En dépit des réserves que j'exprime parfois sur sa capacité à se différencier, alors que son avantage concurrentiel historique sur l'expérience client s'estompe au fur et à mesure des progrès accomplis par les établissements traditionnels, le jalon que vient de franchir la néo-banque représente incontestablement une marque de succès. Mais ce qu'il faut retenir avant tout de ses dix premières années d'histoire est bien d'avoir atteint un statut, unique sur le marché, d'acteur véritablement mondial.
Certes, il existe peut-être une poignée de grands groupes financiers qui opèrent aujourd'hui dans une quarantaine de pays ou plus, mais aucun, je crois, ne peut se vanter comme Revolut d'y déployer un modèle universel, reposant pour l'essentiel sur une offre et une infrastructure communes.

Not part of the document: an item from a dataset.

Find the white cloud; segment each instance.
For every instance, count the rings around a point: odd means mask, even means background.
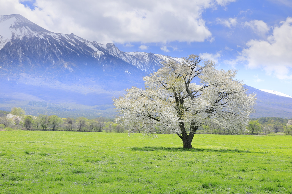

Or cette particularité est ce qui lui procure une efficacité opérationnelle exceptionnelle, capable de dégager des profits tout en maintenant des conditions tarifaires qui constituent désormais son attrait principal.
Naturellement, le périmètre relativement limité couvert aujourd'hui – entre comptes de dépôts ou d'épargne et investissement en bourse, en passant par les cartes de paiements – facilite une telle mutualisation des moyens : en dehors des agréments réglementaires, ces solutions restent identiques au travers des frontières et les quelques spécificités et produits locaux, jugés indispensables pour être pertinente, n'introduisent pas de perturbation majeure dans l'approche industrialisée globale.
Or la partie risque d'être plus difficile à jouer avec le crédit hypothécaire, annoncé d'abord pour la Lituanie avant d'arriver en Irlande et en France dans le courant de 2025. En effet, voilà un concept qui prend des aspects différents selon les cultures : Revolut parviendra-t-elle à en développer une version homogène, quitte à en décliner la présentation pour des habitudes distinctes ? Dans l'affirmative, indépendamment de sa promesse usuelle de parcours accéléré et simplifié, elle sera en bonne position pour démontrer la valeur générique de sa stratégie de massification internationale.
La réussite d'un pari aussi ambitieux serait une mauvaise nouvelle pour l'industrie historique, qui, malgré ses institutions géantes, est résolument incapable, en l'état, d'envisager ses activités à une telle échelle de rationalisation et est, pour commencer, handicapée par un passif, notamment de processus et de technologie, dont elle ne sait comment se débarrasser. Il convient cependant de noter au passage comment en une décennie la menace de Revolut a muté du trublion qui se vantait (et se vante toujours) de « faciliter l'argent » en une banque complète aux allures de machine de guerre.